Film ukazujący ruiny pałacu Minosa.
autor: Roweromaniak (licencja CC)
2 Penelope R. Doob, w swoim wyśmienitym opracowaniu dotyczącym fizycznych i metaforycznych labiryntów starożytności i średniowiecza (z roku 1990), rozróżnia dwa rodzaje tej zawiłej struktury: labirynt jednokierunkowy [wyróżnienie – red.], w którym występuje tylko jedna ścieżka wijąca się i skręcająca, zwykle względem centrum; i labirynt wielokierunkowy, gdzie wędrowiec staje wobec serii krytycznych wyborów. (…) Cytując Pliny, Wergiliusza, Owidiusza i innych, pokazuje, że literacka tradycja opisuje Domus Daedali jako labirynt wielokierunkowy. (…) Paradoksalnie, w sztuce wizualnej, od prehistorycznych czasów labirynt jest zawsze jednokierunkowy, podczas gdy labirynt literacki (z mitem Kreteńskim jako głównym przykładem) jest zwykle wielokierunkowy.
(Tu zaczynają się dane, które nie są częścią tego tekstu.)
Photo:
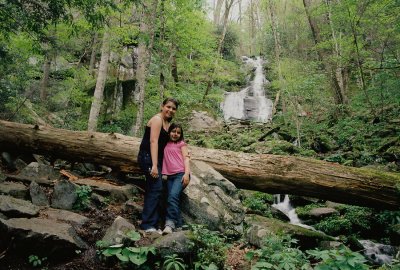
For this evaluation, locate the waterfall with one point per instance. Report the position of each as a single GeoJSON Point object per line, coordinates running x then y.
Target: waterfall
{"type": "Point", "coordinates": [250, 103]}
{"type": "Point", "coordinates": [286, 208]}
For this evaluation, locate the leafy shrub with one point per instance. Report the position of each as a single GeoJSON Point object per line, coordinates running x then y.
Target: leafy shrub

Motyw wielokierunkowy nie pojawiał się w sztuce aż do renesansu.
źródło: https://www.techsty.art.pl/magazyn2/artykuly/aarseth_cybertekst4.html
3 Labirynt egipski wspomniany u Prusa, został wybudowany prawdopodobnie za czasów Amenemheta III, faraona XII dynastii, panującego w latach 1850–1801 przed Chrystusem, licząc według chronologii Manetho. Znajdował się na wschód od ujścia kanału Józefa. Nosił nazwę „Lopa-rohunt“, tzn. świątynia ujścia kanału, stąd prawdopodobnie pochodzi grecka nazwa. Według opisu Herodota (wiek V p.n.e.), powtórzonego przez Strabona (w I w. p.n.e.) i Pliniusza Starszego (w I n.e.), był on równocześnie skarbcem i świątynią. Miał kształt podkowy otaczającej piramidę Mendesa i 12 świątyń oraz magazynów znajdujących się przed świątyniami. Całość składała się jakoby z 3000 sal i korytarzy, z tego 1500 pod ziemią. Istnieją do dziś ruiny labiryntu, jednak dokładna rekonstrukcja jest już niemożliwa.
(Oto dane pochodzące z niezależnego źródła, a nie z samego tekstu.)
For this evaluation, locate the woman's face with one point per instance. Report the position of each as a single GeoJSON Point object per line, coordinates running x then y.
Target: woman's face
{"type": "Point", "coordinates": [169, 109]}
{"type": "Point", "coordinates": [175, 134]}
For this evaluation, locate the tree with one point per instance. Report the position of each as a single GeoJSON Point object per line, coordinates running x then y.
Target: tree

4 W 1989 roku matematycy zajmujący się teorią grafów odkryli algorytm tzw. przechodzenia grafu w głąb (DFS – deep first search) – przepis na znalezienie rozwiązania dla wielu problemów z teorii grafów. Okazało się, że ten algorytm jest tożsamy z metodą Trémaux wędrowania po labiryncie. (przyp. red. – P.P.)